My oldest daughter is a junior in high school this year. My time for getting her scrapbooks caught up is ticking away like the second hand on a clock. I may have to hire it done. I’m not even sure you can do that. I just know that my feet are stuck in the sands of the hourglass, and I am not getting it done.
I think part of me thinks if I don’t get it done, then she will stay with me. I’m not ready for her to go. Sure; there are days when I am more than ready to see what comes next for her. I am terrified to not have her here. How do you go from spending every minute with them, to sending them away to school? I don’t remember that section in the book we received at the hospital.. You go from having them with you twenty-four hours a day, to not having them with you at all.
I know by the time we were juniors in college, we didn’t even go home for the summer any more. We just stayed at college and came home for major holidays.
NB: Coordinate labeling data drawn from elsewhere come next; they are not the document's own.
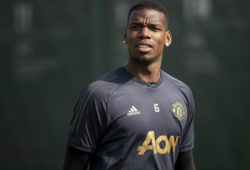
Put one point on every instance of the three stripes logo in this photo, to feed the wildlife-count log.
(133, 111)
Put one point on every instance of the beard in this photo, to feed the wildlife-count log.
(144, 61)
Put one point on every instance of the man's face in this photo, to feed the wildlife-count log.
(146, 35)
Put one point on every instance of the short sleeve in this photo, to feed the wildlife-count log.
(88, 122)
(187, 142)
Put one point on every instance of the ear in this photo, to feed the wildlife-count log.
(124, 36)
(168, 38)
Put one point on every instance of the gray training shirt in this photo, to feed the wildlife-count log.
(129, 124)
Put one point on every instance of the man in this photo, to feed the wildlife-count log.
(137, 116)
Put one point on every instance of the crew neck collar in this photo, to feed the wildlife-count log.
(141, 82)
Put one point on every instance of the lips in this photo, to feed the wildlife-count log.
(143, 47)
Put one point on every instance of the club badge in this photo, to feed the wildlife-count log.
(178, 110)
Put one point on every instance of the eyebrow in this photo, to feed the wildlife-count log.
(139, 23)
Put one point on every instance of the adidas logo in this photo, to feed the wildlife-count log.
(133, 111)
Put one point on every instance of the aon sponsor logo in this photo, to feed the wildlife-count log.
(170, 142)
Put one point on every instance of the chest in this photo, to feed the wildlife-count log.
(141, 110)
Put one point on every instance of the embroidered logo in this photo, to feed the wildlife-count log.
(133, 111)
(178, 110)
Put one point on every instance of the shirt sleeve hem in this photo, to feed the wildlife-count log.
(82, 148)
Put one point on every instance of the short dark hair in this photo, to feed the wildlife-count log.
(149, 4)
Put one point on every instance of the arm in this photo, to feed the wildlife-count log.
(185, 161)
(76, 159)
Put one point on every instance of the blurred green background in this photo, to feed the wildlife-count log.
(51, 49)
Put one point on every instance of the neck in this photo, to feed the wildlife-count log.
(147, 73)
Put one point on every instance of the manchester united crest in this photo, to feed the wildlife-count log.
(178, 110)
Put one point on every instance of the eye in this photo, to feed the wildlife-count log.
(154, 28)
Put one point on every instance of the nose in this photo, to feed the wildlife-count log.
(144, 33)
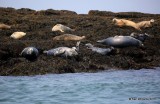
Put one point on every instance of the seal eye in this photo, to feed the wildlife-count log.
(29, 51)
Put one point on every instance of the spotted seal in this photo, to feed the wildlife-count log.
(30, 53)
(63, 51)
(103, 51)
(17, 35)
(141, 37)
(62, 28)
(67, 37)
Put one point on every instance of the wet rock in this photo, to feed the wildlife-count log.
(95, 25)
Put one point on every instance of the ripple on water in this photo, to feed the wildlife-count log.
(110, 87)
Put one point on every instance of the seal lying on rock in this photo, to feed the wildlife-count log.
(4, 26)
(69, 37)
(141, 37)
(103, 51)
(62, 28)
(17, 35)
(63, 51)
(145, 24)
(121, 41)
(30, 53)
(124, 22)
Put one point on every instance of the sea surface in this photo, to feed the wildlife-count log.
(108, 87)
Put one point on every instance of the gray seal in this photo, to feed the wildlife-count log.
(102, 51)
(30, 53)
(63, 51)
(141, 37)
(121, 42)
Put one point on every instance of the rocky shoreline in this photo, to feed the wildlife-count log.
(95, 25)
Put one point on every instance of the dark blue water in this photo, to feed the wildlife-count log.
(110, 87)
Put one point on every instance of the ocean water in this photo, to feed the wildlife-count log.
(108, 87)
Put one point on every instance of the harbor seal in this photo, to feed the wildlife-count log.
(67, 37)
(63, 51)
(17, 35)
(30, 53)
(62, 28)
(4, 26)
(124, 22)
(121, 42)
(145, 24)
(141, 37)
(102, 51)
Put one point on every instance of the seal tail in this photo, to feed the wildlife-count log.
(99, 41)
(77, 45)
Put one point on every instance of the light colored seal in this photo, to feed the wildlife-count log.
(30, 53)
(17, 35)
(4, 26)
(63, 51)
(141, 37)
(67, 37)
(121, 42)
(145, 24)
(124, 22)
(62, 28)
(103, 51)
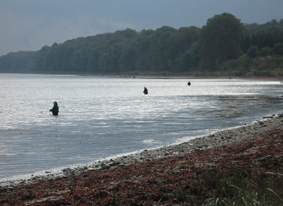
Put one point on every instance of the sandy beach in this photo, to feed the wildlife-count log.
(147, 177)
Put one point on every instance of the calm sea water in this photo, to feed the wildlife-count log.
(103, 117)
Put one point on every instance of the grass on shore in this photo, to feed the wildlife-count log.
(235, 189)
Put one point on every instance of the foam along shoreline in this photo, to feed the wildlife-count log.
(225, 137)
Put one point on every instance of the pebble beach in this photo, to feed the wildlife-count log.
(109, 176)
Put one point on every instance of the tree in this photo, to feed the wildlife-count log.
(220, 40)
(252, 51)
(278, 49)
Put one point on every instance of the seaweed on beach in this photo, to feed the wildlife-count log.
(249, 171)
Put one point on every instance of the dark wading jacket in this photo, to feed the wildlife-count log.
(55, 109)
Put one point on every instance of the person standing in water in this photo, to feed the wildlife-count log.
(55, 109)
(145, 91)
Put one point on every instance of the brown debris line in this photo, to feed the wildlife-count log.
(151, 182)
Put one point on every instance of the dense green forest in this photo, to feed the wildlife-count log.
(224, 46)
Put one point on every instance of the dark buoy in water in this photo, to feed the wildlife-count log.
(145, 91)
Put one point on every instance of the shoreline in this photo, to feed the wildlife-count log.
(170, 175)
(223, 137)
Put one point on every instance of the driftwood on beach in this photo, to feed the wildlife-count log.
(162, 176)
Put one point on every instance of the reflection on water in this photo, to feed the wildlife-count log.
(102, 117)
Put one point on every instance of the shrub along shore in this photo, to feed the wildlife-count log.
(235, 166)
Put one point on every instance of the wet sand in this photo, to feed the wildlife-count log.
(144, 177)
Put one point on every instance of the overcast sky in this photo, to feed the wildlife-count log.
(30, 24)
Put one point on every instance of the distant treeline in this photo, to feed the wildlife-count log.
(224, 46)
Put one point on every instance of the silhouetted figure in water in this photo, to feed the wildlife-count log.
(145, 91)
(55, 109)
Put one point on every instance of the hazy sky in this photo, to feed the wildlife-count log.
(30, 24)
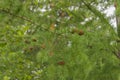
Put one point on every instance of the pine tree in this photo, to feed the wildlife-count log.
(57, 40)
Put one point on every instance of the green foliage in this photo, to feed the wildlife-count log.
(53, 40)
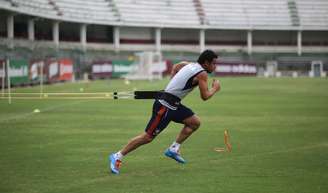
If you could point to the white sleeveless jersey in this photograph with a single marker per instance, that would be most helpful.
(182, 82)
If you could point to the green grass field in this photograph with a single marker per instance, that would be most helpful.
(278, 128)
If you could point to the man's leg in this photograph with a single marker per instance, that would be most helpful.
(134, 143)
(191, 124)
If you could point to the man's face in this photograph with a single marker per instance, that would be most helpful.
(210, 66)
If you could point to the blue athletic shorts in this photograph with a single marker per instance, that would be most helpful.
(162, 116)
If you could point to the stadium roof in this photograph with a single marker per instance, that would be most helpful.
(201, 14)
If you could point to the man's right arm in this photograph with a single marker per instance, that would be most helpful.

I can’t decide if that was a blessing to our parents, or if they struggled also.
My middle child, a high school freshman, went away to honor band for a weekend recently. I was lost. I kept thinking that a part of me was missing. There are supposed to be three of them here, not two. It was odd. This letting go business is hard.
We have started the journey of looking at prospective colleges with my oldest daughter, and true to my nature, I notice the quality of the food at each place. It is good that colleges provide food. If left to her own devices, she may starve. She won’t have a stove in her room, so she wouldn’t be able to make a pizza, and that is pretty much the only thing she can cook. She once tried to make a hot dog in the microwave and she cooked it for four minutes. Do you know what a hot dog looks like after four minutes under nuclear heat? I’ll tell you - it doesn’t look like a hot dog anymore. This doesn’t instill a lot of confidence in her striking out on her own.
When I worried about her going to first grade, I wondered how she would carry her lunch tray to the table without spilling it. Now the first thing I worry about for her in college is her food situation again.
Of course, I also worry about her safety, her study habits, and her ability to make friends. She is pretty quiet. If she and another quiet girl met, they could be good friends—but then again, if they are both quiet, who is going to talk first?
I met the love of my life my senior year in high school. I had him for support during college. She hasn’t started dating. This is a fact that I am happy about currently, because I have seen how some of those high school boys drive; heck, I have seen how SHE drives, and it is a frightening prospect.
There are upsides to her leaving, of course. It’s one more person to write actual letters to; I remember waiting anxiously for mail. Back then, you waited days for letters. Now with email, the wait is minutes. I suppose in that instance, the immediate-gratification era has a point in its favor. With cell phones and email, we can be connected at all times. And she’s good about calling me. As it is, she calls me from her room, when I am downstairs.
So if I never finish the scrapbook, will she never leave? Will I be holding her back from all she is yet to discover and be? Should I force her to do things she doesn't think she wants to do, just so she doesn't miss out on the experience? What will I do when I do let her go, and she pulls a Heather, and doesn't come home at the holidays? Does that reflect well on my parenting, or poorly? Which part is easier—sending them to college or marrying them off? If I hit menopause when she does get married, can I request a winter wedding, so I won’t sweat like a pig and stain the satiny dress I will be required to wear? Are teenagers so difficult to understand and deal with so it will be easier to see them go?
Oh, how I wish I could ask my mother or grandmother about these things
My questions are many, but the solutions are clear. When crunch time comes, the scrapbooks will be done, and I will let her go. She will spread her wings and she will leave the nest to see what the world has to offer, and experience what God has planned for her.
I just need to realize that while she is my child, she is also a child of God, and I don’t own her. I have to hope that I have taught her something about the world and that she knows how to get through life without too many scrapes. God is as much with her as he is with me, and he will be with both of us during the next chapter.
After all, once in high school, I caught the kitchen on fire making a Pop Tart for breakfast. All she did was overcook a hot dog, and the microwave is still in working order. She is already ahead … and I turned out fine. Right?